The oldest pearls in human history were found by archeologists in Turkey and Middle Eastern countries. Those pearls and mother-of-pearl items date to the early Bronze Age, from about 6,000 to 3,000 B.C.

The earliest written word about pearls comes from the Epic of Gilgamesh, written around 3,000 B.C. In the story, Gilgamesh ties stones to his feet, enabling him to dive to the sea floor and collect a flower growing there. Since pearl divers later used stone weights, some researchers believe that Gilgamesh's "flower" was a pearl.

Mentions of pearls in ancient Indian literature are abundant. My favorite is this one: "Cloud pearls, being naturally effulgent like the sun, illuminate the sky in all directions and dispel the darkness of cloudy days."

Now there's a good cure for rainy-day blues: Wear pearls.

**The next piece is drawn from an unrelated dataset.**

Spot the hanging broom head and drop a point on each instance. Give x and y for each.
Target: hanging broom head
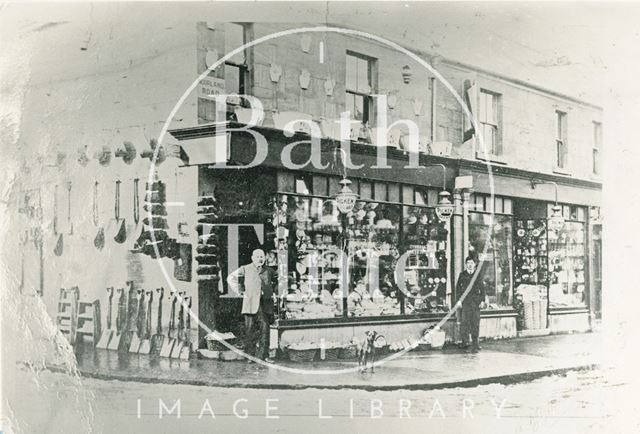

Records show that in 300 B.C., Indian pearls were worth three times their weight in gold. Such gems made their way to the Greek and Roman empires, and soon European royalty were showing off their pearls in crowns, on bodices and even sewn onto shoes.

One famous royal pearl is called La Peregrina, meaning "the incomparable." A slave found this huge, perfect, pear-shaped pearl in the Gulf of Panama in the 16th century and won his freedom for it. For centuries this fantastic pearl traveled back and forth between Spain and England's royal treasuries depending upon who married whom.

In 1969, La Peregrina came to America when actor Richard Burton bought it as a Valentine's Day gift for his wife, Elizabeth Taylor, who owns it to this day. Several years ago, Taylor lost the pearl in a Las Vegas hotel room. A frantic search found it in the mouth of her dog.

The largest pearl ever found came from a Philippine giant clam. Called the Pearl of Allah, it measures 9 inches across, weighs nearly 14 pounds and resembles a small brain.

Early Greeks believed that lightning strikes to the sea created pearls. Romans thought pearls were tears of the gods. And a tale from ancient Asia, which lasted through the 17th century, concluded that pearls were solidified dewdrops captured by enterprising oysters.

Today we know that pearl formation is the not-so-romantic response of a bivalve to an irritant. In "The World of the Sea," published in London in 1869, H. Martyn Hart said it all: "It is a singular reflection that the gem so admired and coveted by man should be the product of disease in a helpless mollusk."